I can propose one possible reason this idea resists debunking: Nobody is debunking it. I learned about this in college in the late 70s, when it was believed to be true. In the intervening 45 years, this is the first time I’ve heard that it’s wrong. That might be understandable if I didn’t read a lot, but I do. And I’ve never heard until now that the menstrual syncing theory hasn’t held up.
Eventually, I suppose, my generation will die off and younger generations will never have been exposed to this idea, but that process sure takes a while. In the meantime, we are all prisoners of the fact that fascinating scientific results always get a lot of media attention, while the slow work of falsifying them—which is rarely done in a single blockbuster study—ends up buried in academic journals.

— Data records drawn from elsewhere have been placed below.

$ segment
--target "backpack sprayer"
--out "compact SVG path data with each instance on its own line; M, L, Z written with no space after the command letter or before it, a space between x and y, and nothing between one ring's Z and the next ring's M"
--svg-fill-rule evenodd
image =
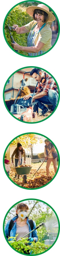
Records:
M9 33L10 36L10 38L11 39L11 40L12 43L15 43L15 41L13 38L13 36L11 36L11 33L10 31L11 30L11 29L15 29L15 28L14 27L12 26L10 26L9 25L9 24L8 24L8 26L9 30ZM17 50L15 50L16 51L17 51L17 52L18 52L18 51Z
M41 227L41 226L43 226L43 225L44 225L45 226L45 223L42 223L41 224L40 224L40 225L39 225L39 226L38 226L37 227L35 228L34 228L34 229L33 229L33 230L32 230L31 231L30 231L30 232L29 232L29 233L28 233L27 234L26 234L26 235L25 235L25 236L23 236L22 237L22 238L24 238L26 236L27 236L29 234L30 234L30 233L31 233L32 232L33 232L33 231L34 231L36 229L37 229L38 228L39 228L39 227ZM19 240L17 240L17 242L18 241L19 241L19 240L21 240L21 239L20 238L20 239L19 239ZM29 238L28 238L28 239L27 241L29 241Z

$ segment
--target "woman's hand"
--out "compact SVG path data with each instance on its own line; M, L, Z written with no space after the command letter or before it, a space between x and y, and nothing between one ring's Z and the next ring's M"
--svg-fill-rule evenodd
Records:
M14 41L15 42L15 43L11 43L11 45L13 48L14 50L19 50L20 49L20 45L17 43L15 41Z
M51 150L51 151L55 151L55 148L52 148Z
M28 100L29 98L32 98L31 95L30 95L29 94L28 95L25 95L25 96L23 97L24 100Z
M29 237L28 240L30 242L33 242L34 241L34 238L33 237Z
M15 24L13 25L13 27L14 27L14 28L15 28L15 29L13 29L13 30L14 30L14 31L16 31L16 30L17 30L19 27L18 25L17 25L16 24L15 25Z
M45 159L47 159L47 158L48 156L45 156Z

Because of this, I think we need a new academic journal: The Journal of Popular Myths and Delusions, or some such. They would tackle things in two ways. First, when a popular theory gets to the point where it’s widely discredited in the scientific community, they’d write an article about it that would give news organizations a hook to report it. Second, they would annually commission a survey of known scientific falsehoods and then spend the following year debunking the most popular ones. I recommend they start with the whole eight glasses of water thing.